US President Donald Trump routinely referred to black leaders of foreign nations with racist insults. He had an abiding admiration for President Vladimir Putin's willingness to treat Russia like a personal business. And he was consumed with hatred for previous American president Barack Obama.
Those are the descriptions that Michael Cohen, a previous personal lawyer and self-described fixer for Mr Trump, lays out in his book Disloyal: A Memoir, which paints the President as a sordid, mob-like figure willing to engage in underhand tactics against anyone opposing him.
"As a rule, Trump expressed low opinions of all black folks, from music to culture and politics," Cohen writes in the book, to be released today.
He says Mr Trump called Mr Nelson Mandela, who led the emancipation of South Africa from white minority rule, "no leader".
"Tell me one country run by a black person that isn't a s***hole," Cohen quotes Mr Trump as saying.
He also alleges that Mr Trump called Mr Kwame Jackson, a black contestant on his reality TV show The Apprentice, a homophobic slur, and that he had deep disgust for black leaders in addition to celebrities and sports figures.
He was obsessed with Mr Obama, his predecessor, Cohen writes.
The book describes Mr Trump hiring "a Faux-Bama, or fake Obama, to record a video where Trump ritualistically belittled the first black president and then fired him, a kind of fantasy fulfilment that it was hard to imagine any adult would spend serious money living outuntil he did the functional equivalent in the real world".
The video appears to be a recording that was supposed to be shown on the first night of the Republican National Convention in 2012, when Mr Trump had endorsed the party's presidential nominee, Mr Mitt Romney, and insisted on having time during the programming.
Among the revelations from Cohen, who worked for Mr Trump for more than a decade, are descriptions of the negotiations during the 2016 campaign with a key official at the Trump Organization about how to pay off an adult-film actress who said she had an affair with Mr Trump.
Cohen also explains in detail how The National Enquirer became a weapon working in tandem with Mr Trump to damage the businessman's opponents in the 2016 Republican primaries.
Asked concerning the several claims in the book, which The New York Times obtained an advance copy of, White House press secretary Kayleigh McEy was dismissive.
"Michael Cohen is a disgraced felon and disbarred lawyer who lied to Congress," she said in a statement. "He has lost all credibility, and it's unsurprising to see his latest attempt to profit off of lies."
A MOBSTER, PLAIN AND SIMPLE
As I've been saying since the beginning, Trump was a mobster, plain and simple.
MICHAEL COHEN, a previous personal lawyer and self-described fixer for Mr Donald Trump, in his book Disloyal: A Memoir.
A spokesman for the Trump Organization did not respond to an e-mail seeking comment.
In Cohen's telling, his lies were on behalf of Mr Trump, whether it was in investigations or in trying to win him good headlines.
Cohen pleaded guilty in 2018 to a handful of financial crimes and a campaign finance violation related to the payments to previous adult-film actress Stephanie Clifford, who went by the stage name Stormy Daniels.
Cohen is defiant about those actions in the book, maintaining that he is innocent of some of the crimes he pleaded guilty to and that he was a victim of "the conviction machine" of the US government, which also threatened his wife.

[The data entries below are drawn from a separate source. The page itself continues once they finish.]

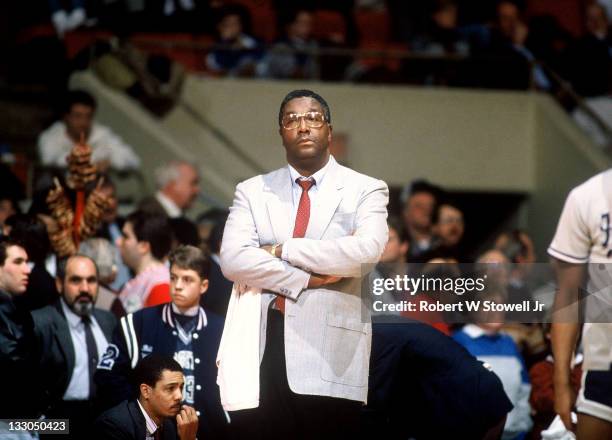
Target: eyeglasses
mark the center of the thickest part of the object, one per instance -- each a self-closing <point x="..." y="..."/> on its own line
<point x="291" y="121"/>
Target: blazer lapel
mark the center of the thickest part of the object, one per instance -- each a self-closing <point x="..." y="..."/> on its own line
<point x="278" y="199"/>
<point x="326" y="202"/>
<point x="64" y="340"/>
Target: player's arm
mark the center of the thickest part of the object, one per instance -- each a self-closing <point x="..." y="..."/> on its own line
<point x="564" y="333"/>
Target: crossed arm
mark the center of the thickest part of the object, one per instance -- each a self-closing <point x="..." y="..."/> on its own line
<point x="309" y="263"/>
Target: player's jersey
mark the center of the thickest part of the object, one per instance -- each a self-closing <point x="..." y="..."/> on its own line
<point x="583" y="236"/>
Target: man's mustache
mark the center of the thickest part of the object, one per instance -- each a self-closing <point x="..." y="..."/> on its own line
<point x="85" y="295"/>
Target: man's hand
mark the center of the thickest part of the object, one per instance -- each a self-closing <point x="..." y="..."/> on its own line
<point x="187" y="423"/>
<point x="317" y="280"/>
<point x="564" y="402"/>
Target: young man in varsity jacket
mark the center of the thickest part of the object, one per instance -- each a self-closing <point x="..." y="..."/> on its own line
<point x="181" y="329"/>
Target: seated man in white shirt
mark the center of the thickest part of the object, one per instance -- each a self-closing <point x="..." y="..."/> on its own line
<point x="108" y="150"/>
<point x="177" y="188"/>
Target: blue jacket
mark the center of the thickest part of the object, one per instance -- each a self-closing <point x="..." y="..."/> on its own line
<point x="153" y="329"/>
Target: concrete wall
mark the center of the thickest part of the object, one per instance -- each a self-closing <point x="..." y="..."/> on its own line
<point x="563" y="157"/>
<point x="461" y="139"/>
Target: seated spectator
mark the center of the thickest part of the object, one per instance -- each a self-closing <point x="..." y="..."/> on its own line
<point x="484" y="340"/>
<point x="71" y="335"/>
<point x="16" y="339"/>
<point x="8" y="208"/>
<point x="234" y="53"/>
<point x="518" y="247"/>
<point x="392" y="262"/>
<point x="448" y="228"/>
<point x="157" y="412"/>
<point x="110" y="229"/>
<point x="104" y="254"/>
<point x="443" y="35"/>
<point x="31" y="232"/>
<point x="144" y="246"/>
<point x="108" y="150"/>
<point x="182" y="330"/>
<point x="177" y="188"/>
<point x="590" y="58"/>
<point x="184" y="231"/>
<point x="511" y="64"/>
<point x="420" y="203"/>
<point x="285" y="59"/>
<point x="154" y="80"/>
<point x="67" y="19"/>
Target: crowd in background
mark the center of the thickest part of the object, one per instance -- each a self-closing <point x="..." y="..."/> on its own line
<point x="426" y="238"/>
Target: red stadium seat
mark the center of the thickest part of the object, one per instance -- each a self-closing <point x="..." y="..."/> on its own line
<point x="373" y="26"/>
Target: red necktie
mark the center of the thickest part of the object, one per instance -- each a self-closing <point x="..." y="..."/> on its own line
<point x="301" y="223"/>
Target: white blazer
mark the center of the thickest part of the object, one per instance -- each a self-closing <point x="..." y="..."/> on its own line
<point x="327" y="331"/>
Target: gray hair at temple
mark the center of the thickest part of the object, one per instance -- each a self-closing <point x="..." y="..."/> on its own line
<point x="102" y="252"/>
<point x="169" y="172"/>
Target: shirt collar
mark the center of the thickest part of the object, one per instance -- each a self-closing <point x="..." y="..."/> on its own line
<point x="318" y="176"/>
<point x="151" y="426"/>
<point x="169" y="206"/>
<point x="73" y="319"/>
<point x="169" y="319"/>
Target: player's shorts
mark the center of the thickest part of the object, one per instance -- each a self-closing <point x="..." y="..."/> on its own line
<point x="595" y="396"/>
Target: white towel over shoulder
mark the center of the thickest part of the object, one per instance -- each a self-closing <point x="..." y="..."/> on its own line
<point x="238" y="356"/>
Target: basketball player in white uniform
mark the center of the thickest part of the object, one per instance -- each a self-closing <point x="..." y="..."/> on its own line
<point x="583" y="246"/>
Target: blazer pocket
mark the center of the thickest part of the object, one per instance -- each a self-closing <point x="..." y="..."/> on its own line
<point x="345" y="351"/>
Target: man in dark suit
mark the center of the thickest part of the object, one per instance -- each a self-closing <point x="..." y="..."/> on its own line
<point x="157" y="413"/>
<point x="71" y="336"/>
<point x="424" y="385"/>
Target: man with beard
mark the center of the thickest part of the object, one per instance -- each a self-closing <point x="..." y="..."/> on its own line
<point x="71" y="336"/>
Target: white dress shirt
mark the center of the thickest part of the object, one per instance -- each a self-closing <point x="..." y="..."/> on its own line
<point x="312" y="192"/>
<point x="54" y="145"/>
<point x="78" y="387"/>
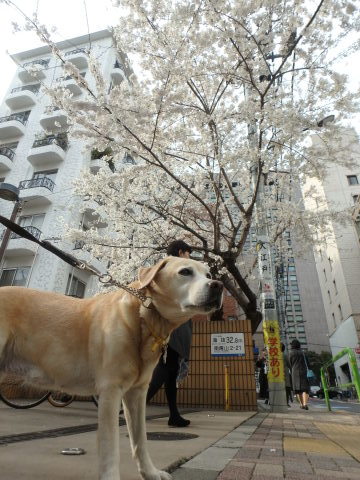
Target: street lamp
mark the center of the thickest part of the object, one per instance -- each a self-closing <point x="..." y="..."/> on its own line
<point x="11" y="193"/>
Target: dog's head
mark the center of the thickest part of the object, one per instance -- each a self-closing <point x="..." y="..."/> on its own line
<point x="183" y="285"/>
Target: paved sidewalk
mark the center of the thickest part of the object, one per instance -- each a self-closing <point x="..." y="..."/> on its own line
<point x="295" y="445"/>
<point x="31" y="441"/>
<point x="313" y="444"/>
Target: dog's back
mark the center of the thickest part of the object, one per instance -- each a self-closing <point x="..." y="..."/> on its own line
<point x="43" y="336"/>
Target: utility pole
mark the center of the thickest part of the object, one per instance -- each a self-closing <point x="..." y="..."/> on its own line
<point x="271" y="326"/>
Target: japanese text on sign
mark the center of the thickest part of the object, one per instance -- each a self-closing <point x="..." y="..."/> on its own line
<point x="275" y="358"/>
<point x="227" y="344"/>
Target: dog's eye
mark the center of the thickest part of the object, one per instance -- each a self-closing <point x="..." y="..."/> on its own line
<point x="185" y="271"/>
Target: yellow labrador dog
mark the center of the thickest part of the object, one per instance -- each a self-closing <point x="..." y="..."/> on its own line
<point x="108" y="345"/>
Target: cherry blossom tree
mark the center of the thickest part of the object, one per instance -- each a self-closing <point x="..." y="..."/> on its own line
<point x="223" y="100"/>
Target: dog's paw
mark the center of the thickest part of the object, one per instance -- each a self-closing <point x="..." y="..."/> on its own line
<point x="156" y="475"/>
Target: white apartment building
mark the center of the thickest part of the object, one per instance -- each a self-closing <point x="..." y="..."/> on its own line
<point x="44" y="166"/>
<point x="338" y="264"/>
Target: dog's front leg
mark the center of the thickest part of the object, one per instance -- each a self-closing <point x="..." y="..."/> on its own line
<point x="108" y="434"/>
<point x="134" y="407"/>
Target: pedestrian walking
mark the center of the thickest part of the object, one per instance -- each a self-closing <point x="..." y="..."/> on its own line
<point x="178" y="352"/>
<point x="300" y="381"/>
<point x="287" y="371"/>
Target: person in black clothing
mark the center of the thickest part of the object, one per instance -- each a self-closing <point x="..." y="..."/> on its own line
<point x="263" y="381"/>
<point x="288" y="383"/>
<point x="178" y="348"/>
<point x="300" y="381"/>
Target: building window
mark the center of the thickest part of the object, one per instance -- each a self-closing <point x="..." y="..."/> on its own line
<point x="32" y="220"/>
<point x="14" y="277"/>
<point x="75" y="287"/>
<point x="352" y="179"/>
<point x="46" y="173"/>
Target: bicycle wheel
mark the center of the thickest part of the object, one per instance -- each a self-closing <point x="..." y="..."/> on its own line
<point x="60" y="399"/>
<point x="15" y="394"/>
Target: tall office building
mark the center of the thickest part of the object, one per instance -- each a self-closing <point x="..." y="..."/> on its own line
<point x="44" y="165"/>
<point x="338" y="262"/>
<point x="300" y="307"/>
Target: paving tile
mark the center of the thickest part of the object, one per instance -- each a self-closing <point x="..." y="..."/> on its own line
<point x="268" y="469"/>
<point x="297" y="467"/>
<point x="272" y="452"/>
<point x="327" y="464"/>
<point x="321" y="471"/>
<point x="235" y="473"/>
<point x="346" y="462"/>
<point x="265" y="477"/>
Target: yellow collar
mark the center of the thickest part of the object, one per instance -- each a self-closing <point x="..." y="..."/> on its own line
<point x="158" y="341"/>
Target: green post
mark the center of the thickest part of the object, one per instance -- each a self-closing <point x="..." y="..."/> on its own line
<point x="355" y="371"/>
<point x="326" y="391"/>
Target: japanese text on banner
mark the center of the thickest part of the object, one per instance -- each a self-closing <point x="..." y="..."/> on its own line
<point x="273" y="345"/>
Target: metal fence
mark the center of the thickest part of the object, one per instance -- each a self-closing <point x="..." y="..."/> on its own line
<point x="205" y="385"/>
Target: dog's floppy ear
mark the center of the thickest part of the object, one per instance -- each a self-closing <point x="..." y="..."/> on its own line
<point x="147" y="274"/>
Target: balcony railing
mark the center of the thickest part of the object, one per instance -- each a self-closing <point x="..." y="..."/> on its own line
<point x="7" y="152"/>
<point x="31" y="229"/>
<point x="37" y="182"/>
<point x="32" y="88"/>
<point x="117" y="64"/>
<point x="60" y="142"/>
<point x="68" y="77"/>
<point x="79" y="244"/>
<point x="41" y="61"/>
<point x="74" y="52"/>
<point x="15" y="116"/>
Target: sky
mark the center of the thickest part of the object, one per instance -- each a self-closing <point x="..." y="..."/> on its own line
<point x="73" y="18"/>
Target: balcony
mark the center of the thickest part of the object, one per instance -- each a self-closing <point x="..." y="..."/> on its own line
<point x="22" y="97"/>
<point x="33" y="70"/>
<point x="37" y="190"/>
<point x="6" y="158"/>
<point x="13" y="125"/>
<point x="53" y="118"/>
<point x="47" y="150"/>
<point x="70" y="83"/>
<point x="117" y="73"/>
<point x="21" y="246"/>
<point x="78" y="57"/>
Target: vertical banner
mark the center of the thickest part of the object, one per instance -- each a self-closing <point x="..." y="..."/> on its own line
<point x="273" y="346"/>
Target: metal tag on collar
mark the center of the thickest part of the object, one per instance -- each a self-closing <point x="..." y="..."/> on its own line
<point x="164" y="352"/>
<point x="147" y="302"/>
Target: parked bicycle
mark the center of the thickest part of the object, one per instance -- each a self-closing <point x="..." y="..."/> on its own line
<point x="16" y="395"/>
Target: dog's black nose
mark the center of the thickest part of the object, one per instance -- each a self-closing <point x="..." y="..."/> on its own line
<point x="216" y="286"/>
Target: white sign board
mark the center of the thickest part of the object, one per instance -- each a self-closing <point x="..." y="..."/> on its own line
<point x="227" y="344"/>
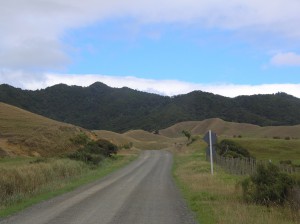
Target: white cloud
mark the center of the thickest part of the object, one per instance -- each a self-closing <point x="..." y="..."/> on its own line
<point x="27" y="26"/>
<point x="286" y="59"/>
<point x="162" y="87"/>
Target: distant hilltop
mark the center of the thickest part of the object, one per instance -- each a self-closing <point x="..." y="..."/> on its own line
<point x="120" y="109"/>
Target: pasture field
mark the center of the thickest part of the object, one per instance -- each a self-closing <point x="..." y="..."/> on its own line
<point x="27" y="181"/>
<point x="218" y="198"/>
<point x="275" y="150"/>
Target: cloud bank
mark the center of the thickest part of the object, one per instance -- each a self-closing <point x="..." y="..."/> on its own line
<point x="162" y="87"/>
<point x="32" y="31"/>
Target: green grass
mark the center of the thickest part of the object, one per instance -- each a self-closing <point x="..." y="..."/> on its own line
<point x="62" y="186"/>
<point x="218" y="198"/>
<point x="272" y="149"/>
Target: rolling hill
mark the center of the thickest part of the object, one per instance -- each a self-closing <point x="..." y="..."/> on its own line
<point x="23" y="133"/>
<point x="139" y="139"/>
<point x="100" y="107"/>
<point x="231" y="129"/>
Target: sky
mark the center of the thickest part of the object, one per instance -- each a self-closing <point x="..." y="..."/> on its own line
<point x="231" y="48"/>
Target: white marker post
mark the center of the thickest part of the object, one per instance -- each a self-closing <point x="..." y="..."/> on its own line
<point x="211" y="155"/>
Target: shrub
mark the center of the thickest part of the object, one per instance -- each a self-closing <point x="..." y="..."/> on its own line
<point x="229" y="148"/>
<point x="267" y="186"/>
<point x="95" y="151"/>
<point x="81" y="139"/>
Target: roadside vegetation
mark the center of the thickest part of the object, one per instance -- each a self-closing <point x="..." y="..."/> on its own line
<point x="26" y="181"/>
<point x="219" y="198"/>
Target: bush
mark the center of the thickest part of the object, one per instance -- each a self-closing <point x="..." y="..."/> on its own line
<point x="81" y="139"/>
<point x="267" y="186"/>
<point x="95" y="151"/>
<point x="229" y="148"/>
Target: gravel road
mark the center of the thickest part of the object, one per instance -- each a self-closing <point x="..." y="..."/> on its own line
<point x="141" y="193"/>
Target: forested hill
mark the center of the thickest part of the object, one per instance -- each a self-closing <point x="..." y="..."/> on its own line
<point x="119" y="109"/>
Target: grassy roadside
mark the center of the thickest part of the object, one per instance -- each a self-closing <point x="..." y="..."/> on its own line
<point x="63" y="185"/>
<point x="218" y="198"/>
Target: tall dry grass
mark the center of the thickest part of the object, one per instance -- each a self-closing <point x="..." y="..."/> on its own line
<point x="218" y="198"/>
<point x="22" y="181"/>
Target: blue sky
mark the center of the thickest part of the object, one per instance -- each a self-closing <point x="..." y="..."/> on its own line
<point x="166" y="47"/>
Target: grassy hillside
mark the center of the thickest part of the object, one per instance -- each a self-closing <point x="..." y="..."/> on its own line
<point x="26" y="134"/>
<point x="272" y="149"/>
<point x="139" y="139"/>
<point x="100" y="107"/>
<point x="230" y="129"/>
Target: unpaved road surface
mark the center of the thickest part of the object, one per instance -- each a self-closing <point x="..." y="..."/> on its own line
<point x="141" y="193"/>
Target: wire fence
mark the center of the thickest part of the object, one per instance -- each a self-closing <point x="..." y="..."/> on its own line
<point x="246" y="166"/>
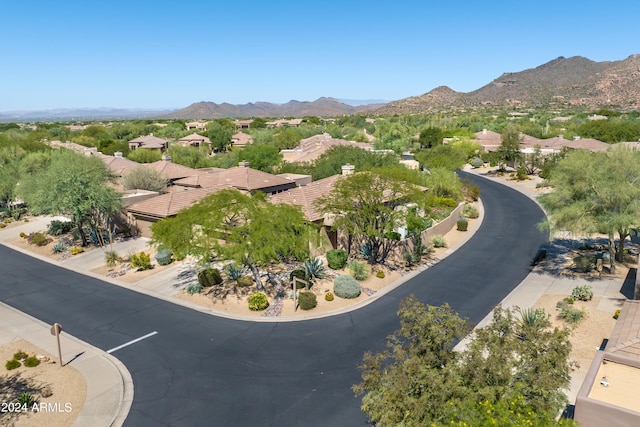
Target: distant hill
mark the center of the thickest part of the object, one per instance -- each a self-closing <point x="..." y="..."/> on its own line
<point x="319" y="107"/>
<point x="575" y="81"/>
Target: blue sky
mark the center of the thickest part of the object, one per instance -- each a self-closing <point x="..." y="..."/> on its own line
<point x="154" y="54"/>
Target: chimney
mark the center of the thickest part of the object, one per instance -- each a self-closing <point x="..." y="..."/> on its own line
<point x="348" y="169"/>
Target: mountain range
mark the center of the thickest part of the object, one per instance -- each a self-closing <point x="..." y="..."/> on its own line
<point x="568" y="82"/>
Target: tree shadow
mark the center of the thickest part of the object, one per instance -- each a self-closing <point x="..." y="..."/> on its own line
<point x="12" y="386"/>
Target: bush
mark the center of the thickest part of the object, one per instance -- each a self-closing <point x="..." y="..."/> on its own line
<point x="31" y="362"/>
<point x="314" y="269"/>
<point x="258" y="302"/>
<point x="20" y="355"/>
<point x="337" y="258"/>
<point x="75" y="250"/>
<point x="195" y="288"/>
<point x="141" y="261"/>
<point x="307" y="300"/>
<point x="164" y="256"/>
<point x="209" y="277"/>
<point x="470" y="211"/>
<point x="245" y="281"/>
<point x="111" y="258"/>
<point x="359" y="270"/>
<point x="38" y="239"/>
<point x="584" y="263"/>
<point x="58" y="248"/>
<point x="438" y="242"/>
<point x="346" y="287"/>
<point x="12" y="364"/>
<point x="582" y="293"/>
<point x="300" y="274"/>
<point x="58" y="228"/>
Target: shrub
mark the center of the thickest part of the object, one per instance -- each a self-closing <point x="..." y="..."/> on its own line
<point x="12" y="364"/>
<point x="584" y="263"/>
<point x="337" y="258"/>
<point x="31" y="362"/>
<point x="307" y="300"/>
<point x="164" y="256"/>
<point x="359" y="270"/>
<point x="141" y="261"/>
<point x="58" y="228"/>
<point x="194" y="288"/>
<point x="582" y="293"/>
<point x="209" y="277"/>
<point x="26" y="400"/>
<point x="438" y="242"/>
<point x="75" y="250"/>
<point x="346" y="287"/>
<point x="300" y="274"/>
<point x="234" y="271"/>
<point x="470" y="211"/>
<point x="245" y="281"/>
<point x="314" y="269"/>
<point x="38" y="239"/>
<point x="20" y="355"/>
<point x="258" y="302"/>
<point x="111" y="258"/>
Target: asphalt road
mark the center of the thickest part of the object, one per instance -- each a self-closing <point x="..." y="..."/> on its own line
<point x="202" y="370"/>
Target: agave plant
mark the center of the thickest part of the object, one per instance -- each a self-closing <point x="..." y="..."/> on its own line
<point x="314" y="269"/>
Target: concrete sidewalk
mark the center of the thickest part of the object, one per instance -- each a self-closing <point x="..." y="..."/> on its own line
<point x="109" y="384"/>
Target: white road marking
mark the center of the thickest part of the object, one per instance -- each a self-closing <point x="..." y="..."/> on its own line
<point x="132" y="342"/>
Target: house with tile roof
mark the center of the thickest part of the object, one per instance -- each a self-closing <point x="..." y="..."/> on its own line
<point x="241" y="177"/>
<point x="148" y="142"/>
<point x="608" y="396"/>
<point x="311" y="148"/>
<point x="194" y="140"/>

He writes in detail about how he was released from a minimum security prison in Otisville, New York, to serve the rest of his sentence at home, only to be thrown back in prison because he would not initially sign a document prohibiting him from publishing the book.
A judge afterwards ruled that the move by the government was retaliatory, and Cohen was released to home confinement for the remainder of his sentence.
Cohen describes the Trump Organization as loosely reminiscent of the mafia, with Mr Trump as the would-be family don.
"As I've been saying since the beginning, Trump was a mobster, plain and simple," Cohen writes when describing how he helped coordinate a softball interview between Ms Megyn Kelly, then of Fox News, and Mr Trump after the candidate had spent days attacking her and creating a security risk for her.